Amy Jephta is a 27 year old playwright, theatre director, screenwriter and lecturer based in Cape Town. Amy is just one of several South African playwrights’ whose work will be performed as part of the star-studded Children’s Monologues by Oscar-winning director, Danny Boyle. ELLE caught up with Amy to find out more about her work.
When did you fall in love with storytelling?
I have strong memories of my parents taking us to Saturday morning children’s theatre shows in the Baxter Theatre foyer, something I would look forward to for weeks in advance. The magic of that made me fall in love with theatre. Every month end, we would also go shopping at what was then called the OK Bazaars store and I would get a new Ladybird book and cassette tape. I had gathered a whole collection of these books and tapes when I was still very young, and could recite the stories from memory even though I couldn’t yet read the words in the books. I think that’s when I started to love storytelling.
Can you tell us about the journey that that led you to become a playwright, writer and director?
I wrote my first play when I was in matric. Until then I had written short scenes and a short 10 minute piece, but matric was my first full length work. I fell in love with theatre, and with the thrill of writing words for live bodies that are speaking and feeling in the moment you’re watching them. From there, I studied Theatre & Performance at UCT for four years and further developed my craft and obsession. I’ve been working professionally ever since.
Tell us about your involvement in Danny Boyle’s Children’s Monologues ? What went through your mind when you got the news that you were going to be part of this project?
It was a lot bigger than I initially thought. When we were approached, I was happy to be part of a project that had a larger social goal. Dramatic Need as a charity does extraordinary work. It was only later we found out who was involved, and that was just the icing on the cake.
Tell us more about working on the LGBTI film While You Weren't Looking. What did you bring to this project?
I was one of three scriptwriters on the project. The film consists of three interweaving stories following LGBTI couples around Cape Town. My storyline followed a gender curious 18 year old discovering her sexuality and falling in love with a girl for the first time. The project was amazing – a steep learning curve, as it was my first screenwriting project – but enriching all the same.
What have been some of the biggest challenges you have faced in your career?
I think early on it was the struggle of what I was going to do next: where my next job would come from, if I was going to be able to make a living off my art. As the years have passed, I’ve been less stressed about that. I realize that there will always be room for people who are hard-working, passionate and innovative.

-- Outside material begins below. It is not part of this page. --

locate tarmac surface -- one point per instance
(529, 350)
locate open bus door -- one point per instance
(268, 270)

What has been the best moment in your career so far?
There have been so many – I keep thinking that one moment is my favourite and it gets surpassed by another. Every opportunity I’ve had to travel to another country has been incredible – the couple of times I got to go to New York were definitely a highlight. Being on set for my first feature film was a thrill. I’ve just been given a large commission to write a new play in 2016, which is the largest production I’ve ever done. I’m always thrilled by every single opportunity.
Are you working on anything with any other artists / creatives that we can look out to in the near future?
I’m part of a group called PlayRiot. We’re a collective of young South African playwrights who support one another’s work. So together we have quite a few interesting projects up our sleeve. My adaptation of Bertolt Brecht’s Mother Courage will be on in Cape Town in early 2016, and the team will be assembled shortly. It’s a very exciting project.
What excites you most about being a woman on the continent right now?
Possibility. Being an African female creative is what it’s all about right now. I wouldn’t say we’re ‘trendy’ (because we’ve always been ourselves, even when we weren’t the flavour of the moment), but the world’s eyes are definitely turning towards Africa. There’s still so much untapped talent here.